Week 6 of Andrew Ng’s Machine Learning Course covered how to ‘debug’ a learning algorithm; including the concepts of bias and variance. The coding assignment revisited linear regression adding on regularisation; then, involved using polynomial regression to demonstrate learning curves and validation curves. The graded assignments in python are outlined below. The Git repository of the complete script is here.
import numpy as py
from scipy import optimize
from scipy.io import loadmat
Uses the following formula
Regularised cost function: \begin{align*}& J(\theta) = {1 \over 2m} \sum_{i=1}^m \left( h_\theta(x^{(i)}) - y^{(i)} \right)^2 + \frac{\lambda}{2m} \sum_{j=1}^{n} \theta_j^2 \end{align*}
\begin{align*} h_\theta(x) &= \theta_0x_0 + \theta_1x_1 + \theta_2x_2 + \cdots + \theta_nx_n \text{, where }x_0 = 1 \newline &= \theta^T x \end{align*}
Regularised gradient:
\begin{align*} & \frac{\partial}{\partial \theta_j} J_{reg}(\theta) = \frac{1}{m} \sum\limits_{i=1}^{m} (h_\theta(x^{(i)}) - y^{(i)}) x_j^{(i)} \hspace{25pt} \text{for }j = 0 \end{align*}
\begin{align*} \frac{\partial}{\partial \theta_j} J_{reg}(\theta) = \frac{1}{m} \sum\limits_{i=1}^{m} (h_\theta(x^{(i)}) - y^{(i)}) x_j^{(i)} + \frac{\lambda}{m}\theta_j \hspace{25pt} \text{for }j \geq 1 \end{align*}
def cost_function(X, y, theta, lambda_=0):
m = y.shape[0]
h = X @ theta
error = (h - y)
# cost function
regularise_cost = (lambda_ / (2*m)) * np.sum(theta[1:]**2)
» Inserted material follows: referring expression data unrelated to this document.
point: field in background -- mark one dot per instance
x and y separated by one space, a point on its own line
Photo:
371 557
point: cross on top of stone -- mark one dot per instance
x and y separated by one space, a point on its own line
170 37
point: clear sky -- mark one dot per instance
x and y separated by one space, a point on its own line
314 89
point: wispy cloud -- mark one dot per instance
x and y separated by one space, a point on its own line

J = 1/(2*m) * np.sum(error**2) + regularise_cost
# gradient
grad = np.empty(theta.shape)
grad[0] = 1/m * (error @ X)[0]
grad[1:] = 1/m * (error @ X)[1:] + (lambda_/m) * theta[1:]
return J, grad
...
J, grad = cost_function(X_1, y, theta, lambda_=1)
Input values:
Name | Type | Description |
---|---|---|
theta | numpy.ndarray | theta values to compute cost function with |
X | numpy.ndarray | X variables with first column of ones |
y | numpy.ndarray | y variables |
lamdba_ | integer | lambda value used for regularisation (if 0 no regularisation is applied) |
Return values are:
Name | Type | Description |
---|---|---|
J | numpy.float64 | cost function |
grad | numpy.ndarray | gradient |
def learning_curve(X, y, Xval, yval, lambda_=0):
print("\n- Learning curve -")
m = y.shape[0]
error_train = np.zeros(m)
error_val = np.zeros(m)
for i in range(1, m+1):
theta = train_linear_reg(cost_function, X[:i, ], y[:i], lambda_)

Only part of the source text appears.